Eye tracking visualizations can communicate important aspects of visual behavior clearly and with great impact. It can give you quick overviews and can greatly shorten your time to finding insights. On this page we have gathered the most common types of eye tracking visualizations.
Table of Contents
Heatmaps show the distribution of gaze, and can reveal the focus and attention of multiple users simultaneously. Regions of high gaze durations in heatmaps aren’t always directly tied to user interest, and could imply other things such as confusion. This is heavily contextual but allows you to pinpoint irregularities or patterns that you can then for example ask the users about in more detail about.
One of the biggest values from heatmaps is that you can quickly get an overview of an entire test set of users, and quickly compare that to other heatmaps of other iterations of the design.
Keep in mind that aggregated heatmaps can be difficult to analyze for dynamic scenarios where for example objects can be moved and interacted with.
A converse of the heatmap is a notion called perception mapping. This is where you only fill in the details of a scene as the user perceived them in their fovea region – adding color, texture, contrast in a physio-realistic manner.
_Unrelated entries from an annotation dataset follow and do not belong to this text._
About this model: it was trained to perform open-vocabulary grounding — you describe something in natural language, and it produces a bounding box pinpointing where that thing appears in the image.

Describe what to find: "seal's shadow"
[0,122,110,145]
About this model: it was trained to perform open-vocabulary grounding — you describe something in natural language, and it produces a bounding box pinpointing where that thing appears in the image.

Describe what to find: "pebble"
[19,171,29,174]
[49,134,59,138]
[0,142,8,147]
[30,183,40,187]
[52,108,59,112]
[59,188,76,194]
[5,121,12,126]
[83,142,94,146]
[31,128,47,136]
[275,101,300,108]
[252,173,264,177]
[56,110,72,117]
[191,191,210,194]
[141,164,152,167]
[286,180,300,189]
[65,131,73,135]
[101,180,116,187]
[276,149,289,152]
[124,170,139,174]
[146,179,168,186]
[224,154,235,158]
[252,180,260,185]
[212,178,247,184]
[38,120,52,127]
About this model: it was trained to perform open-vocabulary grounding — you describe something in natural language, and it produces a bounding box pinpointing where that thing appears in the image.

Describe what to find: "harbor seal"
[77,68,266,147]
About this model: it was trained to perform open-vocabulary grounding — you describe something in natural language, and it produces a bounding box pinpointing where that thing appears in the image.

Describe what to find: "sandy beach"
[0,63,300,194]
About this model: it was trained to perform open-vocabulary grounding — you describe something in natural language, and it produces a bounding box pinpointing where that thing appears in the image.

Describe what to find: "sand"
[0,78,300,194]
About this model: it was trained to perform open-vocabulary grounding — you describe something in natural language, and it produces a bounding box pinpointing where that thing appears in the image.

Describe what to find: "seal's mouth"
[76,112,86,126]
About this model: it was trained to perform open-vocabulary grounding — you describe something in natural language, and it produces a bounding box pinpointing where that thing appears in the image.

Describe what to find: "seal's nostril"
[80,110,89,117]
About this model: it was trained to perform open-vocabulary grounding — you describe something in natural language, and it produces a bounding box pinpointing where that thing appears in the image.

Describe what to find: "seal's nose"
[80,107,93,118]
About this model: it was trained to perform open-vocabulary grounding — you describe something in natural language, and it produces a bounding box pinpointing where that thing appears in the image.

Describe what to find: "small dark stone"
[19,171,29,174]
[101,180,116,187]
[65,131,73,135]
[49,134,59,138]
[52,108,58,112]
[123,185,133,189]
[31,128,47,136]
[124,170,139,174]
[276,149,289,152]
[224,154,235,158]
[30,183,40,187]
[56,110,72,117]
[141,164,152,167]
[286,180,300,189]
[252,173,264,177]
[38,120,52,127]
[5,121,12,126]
This gives you immediate insights into the user focus, and when aggregated across many users, can give you an average summary of how your environment is perceived overall.
This does not account for your peripheral vision, and even though you see less details here, it still makes up the biggest portion of your field of view.
Object-based Color Coding
Color coding individual objects can be great in order to get an overview of large sets of aggregated data to, for example quickly see what objects in a scenario draws the most attention.
To not interfere with the design of an object, a color-coded box around the object can be visualized instead of the object itself.
Gaze plots show the location, order and time spent looking at locations. The below example show gaze progression on a product box, where the areas looked at are numbered and the size of the circles indicate relative duration spent looking there.
Gaze plots are useful when you want to understand the gaze progression of users, for example in product and user interface design.
When a user spends time looking back and forth between two or more objects, it can be assumed that the user is making (or is attempting to make) some correlation between those objects. The more back-and-forth, the stronger the attempt at mental correlation.
Like many quantitative data points, this should be disambiguated by using more data collection, for example questioning the user about what relationship they were making while performing the action.
Being able to replay what a user looked at in a complete, replayable context enables testers to “walk in their users shoes” and get some understanding from their perspective.
This also enables asking users to clarify the actions they performed at different points during the recording without having to ask and disturb them during the study. It’s also easier for the user to remember and explain their thought process during a specific part of the study if they can watch the replayed visualization.